The "holder", "misdirector", "grouper", and "derailer" all
offer similar problems to the auditor. And all the above are
simply blocks to FINDING an engram. There are also problems in
eradicating the engram. You may think an engram has been
erased, yet you may only have reduced its effect on the
pre-Clear.
There is even the possibility that the pre-Clear has
engrams in another language that he doesn't know about!29
How these can be declared eradicated when there is no proof of
their existence in the first place strains the imagination to
the utmost.
The above (incomplete) examples of problems in auditing
are brought up to show that finding someone who has no engrams
is a difficult task, since engrams according to Hubbard's own
words are often hard to detect. And if just one engram escapes
detection, you do not have a Clear.
Let us consider a theoretical example of a person who
knows Dianetics but is not a Clear. This person, during
auditing, kicks in a "lie factory" engram, and since this person
understands the auditing process he is skillfully able to create
fake engrams, and even can fake its eradication. His mother
lived with her Greek parents until the fifth month of pregnancy,
and engrams in the Greek language were instilled in the fetus.

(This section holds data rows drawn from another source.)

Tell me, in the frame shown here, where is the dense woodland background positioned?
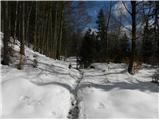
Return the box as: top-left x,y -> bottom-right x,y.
1,1 -> 159,73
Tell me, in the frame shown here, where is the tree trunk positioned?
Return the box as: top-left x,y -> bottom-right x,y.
128,1 -> 136,74
18,1 -> 25,70
1,1 -> 9,65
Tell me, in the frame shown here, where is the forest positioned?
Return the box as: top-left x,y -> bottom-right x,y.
0,1 -> 159,118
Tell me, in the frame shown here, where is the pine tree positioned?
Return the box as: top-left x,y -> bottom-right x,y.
80,29 -> 96,67
96,9 -> 107,60
1,1 -> 9,65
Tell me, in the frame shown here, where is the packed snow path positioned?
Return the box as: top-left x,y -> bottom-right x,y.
1,44 -> 159,118
68,70 -> 84,119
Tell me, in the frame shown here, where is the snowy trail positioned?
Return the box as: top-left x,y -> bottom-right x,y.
68,70 -> 84,119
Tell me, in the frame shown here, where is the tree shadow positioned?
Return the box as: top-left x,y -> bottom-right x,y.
31,81 -> 76,94
79,80 -> 159,92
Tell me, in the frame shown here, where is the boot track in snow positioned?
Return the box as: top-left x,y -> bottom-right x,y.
67,70 -> 83,119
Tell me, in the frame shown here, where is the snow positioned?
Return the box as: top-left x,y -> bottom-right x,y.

The auditor found prenatals in auditing (after the fifth month),
and it was assumed that all were eradicated, since the person
became much more assertive, happier, and the like after many
hours of auditing. This person could be declared Clear because
the "lie factory" engrams were skilled at hiding by
understanding the auditing game, and the foreign language
engrams were never restimulated or found because auditing was
done in English. This is a perfectly conceivable case under
Hubbard's theories. But a worse case might be when an auditor
continually searches for weeks trying to find engrams that don't
even exist, in other words, auditing a Clear.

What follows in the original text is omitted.